With the Herculean workload of “Justice” behind him, Ross has taken assignments for providing covers for “Superman,” “Batman,” “JSA,” and “Captain America,” amongst others. In an editorial era where covers are usually muddy, rushed, and poorly conceived, it seems that Ross wants to bring back the sheer magic and bold appeal that a comic book cover should have. Although the stories are what bring back the readers, it is usually the cover that intrigues them by luring them in at the beginning. Covers need to be the window to the title and its story, not relegated to leftover inventory art from the editor’s drawer. So far, the covers that Ross has done for “Batman” and “Superman” have served to remind us that there’s still magic left in how DC’s big two can be rendered. It’s especially exciting to see the top artist in the field follow the tradition that Neal Adams, Joe Kubert and Nick Cardy set in the seventies when they provided covers for DC that weren’t just breathtaking, but provided a true tempo of excitement for the story within the pages of book.

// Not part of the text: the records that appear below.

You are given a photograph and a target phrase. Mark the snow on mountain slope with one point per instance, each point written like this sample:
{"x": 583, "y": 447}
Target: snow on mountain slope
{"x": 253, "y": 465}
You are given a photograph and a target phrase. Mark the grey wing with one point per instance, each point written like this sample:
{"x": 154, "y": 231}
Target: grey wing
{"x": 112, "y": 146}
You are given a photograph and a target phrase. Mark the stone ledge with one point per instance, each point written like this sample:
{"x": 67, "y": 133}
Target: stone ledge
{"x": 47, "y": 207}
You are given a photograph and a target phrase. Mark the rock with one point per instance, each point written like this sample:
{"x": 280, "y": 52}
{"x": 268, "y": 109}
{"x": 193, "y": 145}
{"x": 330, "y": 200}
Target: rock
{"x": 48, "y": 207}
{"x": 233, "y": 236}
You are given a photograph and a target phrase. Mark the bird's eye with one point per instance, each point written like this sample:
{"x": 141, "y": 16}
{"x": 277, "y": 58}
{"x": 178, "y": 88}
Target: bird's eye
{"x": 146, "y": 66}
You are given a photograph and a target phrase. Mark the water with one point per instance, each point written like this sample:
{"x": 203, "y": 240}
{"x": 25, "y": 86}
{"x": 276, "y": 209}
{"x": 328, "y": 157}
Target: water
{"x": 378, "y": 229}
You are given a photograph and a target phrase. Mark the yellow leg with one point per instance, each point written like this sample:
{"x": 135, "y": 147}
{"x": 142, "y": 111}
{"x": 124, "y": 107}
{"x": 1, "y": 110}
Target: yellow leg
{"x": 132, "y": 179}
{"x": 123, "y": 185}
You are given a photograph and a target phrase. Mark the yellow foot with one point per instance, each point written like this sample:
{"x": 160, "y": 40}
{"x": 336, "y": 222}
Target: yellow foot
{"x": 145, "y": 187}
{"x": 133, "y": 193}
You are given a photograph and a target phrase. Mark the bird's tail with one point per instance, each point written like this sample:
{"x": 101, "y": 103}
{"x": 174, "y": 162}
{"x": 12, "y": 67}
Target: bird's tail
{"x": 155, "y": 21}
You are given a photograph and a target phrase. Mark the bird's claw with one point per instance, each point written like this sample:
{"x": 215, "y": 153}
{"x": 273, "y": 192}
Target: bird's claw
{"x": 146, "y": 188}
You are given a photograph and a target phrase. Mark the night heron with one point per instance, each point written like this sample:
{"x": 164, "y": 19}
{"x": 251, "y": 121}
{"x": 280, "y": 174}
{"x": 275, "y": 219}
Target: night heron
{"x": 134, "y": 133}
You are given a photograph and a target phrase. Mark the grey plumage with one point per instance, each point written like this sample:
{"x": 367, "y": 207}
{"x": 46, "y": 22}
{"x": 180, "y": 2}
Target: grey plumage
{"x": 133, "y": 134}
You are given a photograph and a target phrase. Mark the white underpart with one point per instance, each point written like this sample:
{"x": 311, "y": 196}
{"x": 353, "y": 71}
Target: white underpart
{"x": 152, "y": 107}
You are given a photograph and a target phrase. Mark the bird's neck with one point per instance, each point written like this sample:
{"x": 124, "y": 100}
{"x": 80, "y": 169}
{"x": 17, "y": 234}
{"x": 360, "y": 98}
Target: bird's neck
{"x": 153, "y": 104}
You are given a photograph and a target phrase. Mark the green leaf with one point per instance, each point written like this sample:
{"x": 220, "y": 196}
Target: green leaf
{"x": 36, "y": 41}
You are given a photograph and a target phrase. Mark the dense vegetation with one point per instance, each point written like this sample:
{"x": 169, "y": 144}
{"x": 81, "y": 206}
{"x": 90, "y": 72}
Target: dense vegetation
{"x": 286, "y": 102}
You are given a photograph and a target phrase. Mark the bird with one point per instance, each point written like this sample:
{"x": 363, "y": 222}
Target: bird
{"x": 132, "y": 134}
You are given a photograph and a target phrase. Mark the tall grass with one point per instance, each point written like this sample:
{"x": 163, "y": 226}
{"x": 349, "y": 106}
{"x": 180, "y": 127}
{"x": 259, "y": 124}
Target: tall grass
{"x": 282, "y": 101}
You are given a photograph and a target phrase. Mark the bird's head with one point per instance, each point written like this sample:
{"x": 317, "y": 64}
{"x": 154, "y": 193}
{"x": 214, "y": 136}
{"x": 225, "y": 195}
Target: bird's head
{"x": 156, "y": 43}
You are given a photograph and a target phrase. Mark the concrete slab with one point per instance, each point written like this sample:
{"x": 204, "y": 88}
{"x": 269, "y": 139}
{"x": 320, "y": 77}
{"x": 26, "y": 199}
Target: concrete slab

So what does he want for his readers to get out of his work? Ross earnestly answered, “Hopefully, the same sense of wonder I had in believing the images I’m creating. When I’m losing myself in the icons that I’m representing, whether it be Uncle Sam or a super-hero, the reader has to believe that thing is real, that this thing is everything that it’s alleged to be. That you put out of your mind the fantasy aspects, [because] it’s just that real! That sense of wonder that a child would have but that you suddenly have strike you almost at an adult level, like, ‘Wow!’ That’s actually not nonsense.”
There are those naysayers who tell us what Ross does isn’t comics – that the use of paints and models can never be comic book art. Yet they might be right as what he does might well be beyond comic books. His style is more sensational and attractive than most modern day comics and truer to comics’s pulp roots. Like Norman Rockwell, who excelled at paintings depicting average American life which the average man could fully appreciate, Ross reigns supreme in our industry at illustrating super-heroes who are accessible to everyone! Within his art are examples of the hard work and extremes the artist goes to in the hopes of striving for perfection in his images. So try telling me again that he’s not a comic book artist and I’ll show you a man who bleeds comics.
[This article is based on the articles, observations and interviews that I’ve done about Alex Ross since our first conversation on December 17, 1997.]